Neurotoxic effects of polystyrene nanoplastics on memory and microglial activation: Insights from in vivo and in vitro studies

• Published in: The Science of the total environment Vol. 924; p. 171681
• Main Authors: Paing, Yunn Me Me, Eom, Yunkyung, Song, Gyeong Bae, Kim, Bokyung, Choi, Myung Gil, Hong, Sungguan, Lee, Sung Hoon
• Format: Journal Article
• Language: English
• Published: Netherlands Elsevier B.V 10.05.2024
• Subjects: Animals; Cognitive deficits; Internalization; Mice; Microglia; Microplastics - metabolism; Neuroinflammation; Neurons; Plastics - metabolism; Polystyrene nanoplastics; Polystyrenes - metabolism; Polystyrenes - toxicity; Neuroinflammation; Cognitive deficits; Polystyrene nanoplastics; Internalization; Microglia
• ISSN: 0048-9697; 1879-1026
• DOI: 10.1016/j.scitotenv.2024.171681

Nanoplastics, arising from the fragmentation of plastics into environmental pollutants and specialized commercial applications, such as cosmetics, have elicited concerns due to their potential toxicity. Evidence suggests that the oral ingestion of nanoplastics smaller than 100 nm may penetrate the brain and induce neurotoxicity. However, comprehensive research in this area has been hampered by technical challenges associated with the detection and synthesis of nanoplastics. This study aimed to bridge this research gap by successfully synthesizing fluorescent polystyrene nanoplastics (PSNPs, 30–50 nm) through the incorporation of IR-813 and validating them using various analytical techniques. We administered PSNPs orally (10 and 20 mg/kg/day) to mice and observed that they reached brain tissues and induced cognitive dysfunction, as measured by spatial and fear memory tests, while locomotor and social behaviors remained unaffected. In vitro studies (200 μg/mL) demonstrated a predominant uptake of PSNPs by microglia over astrocytes or neurons, leading to microglial activation, as evidenced by immunostaining of cellular markers and morphological analysis. Transcriptomic analysis indicated that PSNPs altered gene expression in microglia, highlighting neuroinflammatory responses that may contribute to cognitive deficits. To further explore the neurotoxic effects of PSNPs mediated by microglial activation, we measured endogenous neuronal activity using a multi-electrode array in cultured hippocampal neurons. The application of conditioned media from microglia exposed to PSNPs suppressed neuronal activity, which was reversed by inhibitors of microglial activation.
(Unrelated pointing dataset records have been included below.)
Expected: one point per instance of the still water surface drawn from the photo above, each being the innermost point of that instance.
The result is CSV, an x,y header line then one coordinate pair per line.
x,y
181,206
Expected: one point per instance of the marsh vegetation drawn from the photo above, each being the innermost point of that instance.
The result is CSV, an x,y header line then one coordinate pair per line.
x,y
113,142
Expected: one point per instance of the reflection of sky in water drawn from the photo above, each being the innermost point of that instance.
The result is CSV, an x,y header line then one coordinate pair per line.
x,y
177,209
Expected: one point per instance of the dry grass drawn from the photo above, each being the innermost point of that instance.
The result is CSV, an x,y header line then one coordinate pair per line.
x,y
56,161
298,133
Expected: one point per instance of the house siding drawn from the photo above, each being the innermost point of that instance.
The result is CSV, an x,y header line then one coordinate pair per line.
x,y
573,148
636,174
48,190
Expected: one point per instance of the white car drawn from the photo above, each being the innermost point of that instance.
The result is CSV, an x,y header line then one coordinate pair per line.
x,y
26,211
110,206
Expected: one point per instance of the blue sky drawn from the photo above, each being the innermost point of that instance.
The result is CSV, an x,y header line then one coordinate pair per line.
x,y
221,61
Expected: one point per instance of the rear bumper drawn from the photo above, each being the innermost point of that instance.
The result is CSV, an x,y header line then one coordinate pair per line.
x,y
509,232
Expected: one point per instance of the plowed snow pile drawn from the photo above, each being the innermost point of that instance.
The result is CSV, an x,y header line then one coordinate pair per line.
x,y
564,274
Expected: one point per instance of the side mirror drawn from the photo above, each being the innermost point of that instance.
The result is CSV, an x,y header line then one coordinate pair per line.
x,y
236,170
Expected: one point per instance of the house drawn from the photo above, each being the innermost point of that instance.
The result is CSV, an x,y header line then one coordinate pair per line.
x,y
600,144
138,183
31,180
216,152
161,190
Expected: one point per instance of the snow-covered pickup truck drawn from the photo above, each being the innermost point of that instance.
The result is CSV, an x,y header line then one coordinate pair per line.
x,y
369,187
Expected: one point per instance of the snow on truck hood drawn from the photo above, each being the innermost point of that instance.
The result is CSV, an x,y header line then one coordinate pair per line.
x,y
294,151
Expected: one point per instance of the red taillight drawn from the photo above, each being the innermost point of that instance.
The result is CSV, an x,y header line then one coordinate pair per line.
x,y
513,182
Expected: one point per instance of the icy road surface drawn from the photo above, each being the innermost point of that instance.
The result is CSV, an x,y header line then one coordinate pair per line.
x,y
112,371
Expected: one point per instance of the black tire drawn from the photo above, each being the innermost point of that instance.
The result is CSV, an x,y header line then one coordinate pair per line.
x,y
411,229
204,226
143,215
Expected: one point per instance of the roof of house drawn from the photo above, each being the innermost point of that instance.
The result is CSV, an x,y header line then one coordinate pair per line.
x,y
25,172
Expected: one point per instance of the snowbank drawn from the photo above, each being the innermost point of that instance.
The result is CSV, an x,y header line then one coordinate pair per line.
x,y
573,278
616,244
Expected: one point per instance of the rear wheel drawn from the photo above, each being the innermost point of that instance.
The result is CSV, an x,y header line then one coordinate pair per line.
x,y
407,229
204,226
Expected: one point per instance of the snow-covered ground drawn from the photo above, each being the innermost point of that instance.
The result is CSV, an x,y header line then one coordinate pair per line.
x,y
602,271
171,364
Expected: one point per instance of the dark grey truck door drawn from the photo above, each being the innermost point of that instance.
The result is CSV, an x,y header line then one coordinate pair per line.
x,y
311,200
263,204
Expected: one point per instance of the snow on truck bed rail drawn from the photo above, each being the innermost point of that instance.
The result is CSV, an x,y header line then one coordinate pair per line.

Our findings offer detailed insights into the mechanisms by which nanoplastics damage the brain, particularly emphasizing the potential environmental risk factors that contribute to cognitive impairment in neurodegenerative diseases. [Display omitted] •Oral ingestion of nanoplastics (30–50 nm) induces memory impairment in adult mice.•Microglia preferentially uptake nanoplastics among brain cells.•Nanoplastic uptake induces microglial activation and inflammatory responses.•Activated microglia by nanoplastics dysregulate hippocampal neuronal activity.•Nanoplastics are potential environmental precipitants of cognitive impairment.